Gran Canaria Blue Chaffinch Fringilla polatzeki


Justification of Red List category

This species has a very small range, and occurs in a small number of locations, therefore it approaches the thresholds for Vulnerable under the range size criterion B, and meets the threshold for Vulnerable under criterion D2, as the plausible threat of fire is present in all the areas it inhabits. The population trend appears to be increasing, and hence the species does not approach the thresholds for Vulnerable under the population size reduction criterion (criterion A). The probability of extinction has not been calculated for this species, therefore criterion E cannot be applied. The population size is very small, and approaches the thresholds for Vulnerable under the population size criteria C and D. However, the population size has only increased and exceeded the threshold for Endangered under criterion D within the past five years. Considering this and the high risk of fire, which threatens the species' habitat, its previous status of Endangered is maintained under the 5-year rule. 

Population justification
The population size is estimated to be 430 individuals, with 362 at Inagua (36 km2) and 68 at La Cumbre (21 km2) (Carrascal et al., 2019), estimated from breeding surveys, suggesting a total population of 645 individuals. These form part of the same subpopulation, as colour-marked birds from Inagua were first found breeding at La Cumbre, before captive-reared birds were released there to reinforce the wild population.

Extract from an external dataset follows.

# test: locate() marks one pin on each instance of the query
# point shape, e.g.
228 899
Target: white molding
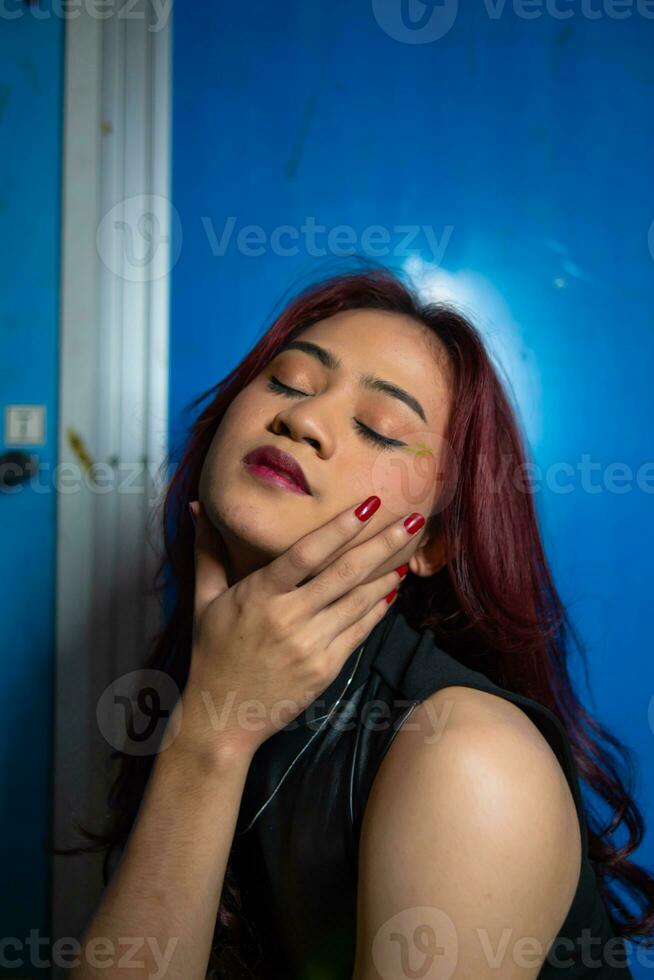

Population density estimates vary: apart from the two years following the 2007 forest fire, densities in Inagua have remained stable, around 10 birds / km² (Moreno et al., 2018), with the highest recorded density of 17.7 chaffinches / km² in 2019 (Carrascal et al., 2019). In La Cumbre, estimates have increased from 1.12 in 2016 to 3.3 chaffinches / km² in 2019 (Carrascal et al., 2019).

Trend justification
The results of the annual monitoring scheme show clearly that the species population is currently increasing, and can best be described as having fluctuated within a fairly narrow range over most of the last twenty years (Carrascal et al. 2016). Although the devastating fire in 2007 caused the population to halve in 2008, it subsequently recovered rapidly at an average annual rate of 24% (Moreno et al., 2018) with numbers back up to pre-fire levels by 2011, around 50% higher again by 2016, and continuing to increase as shown by the 2015-2020 annual surveys (Carrascal et al., 2019). 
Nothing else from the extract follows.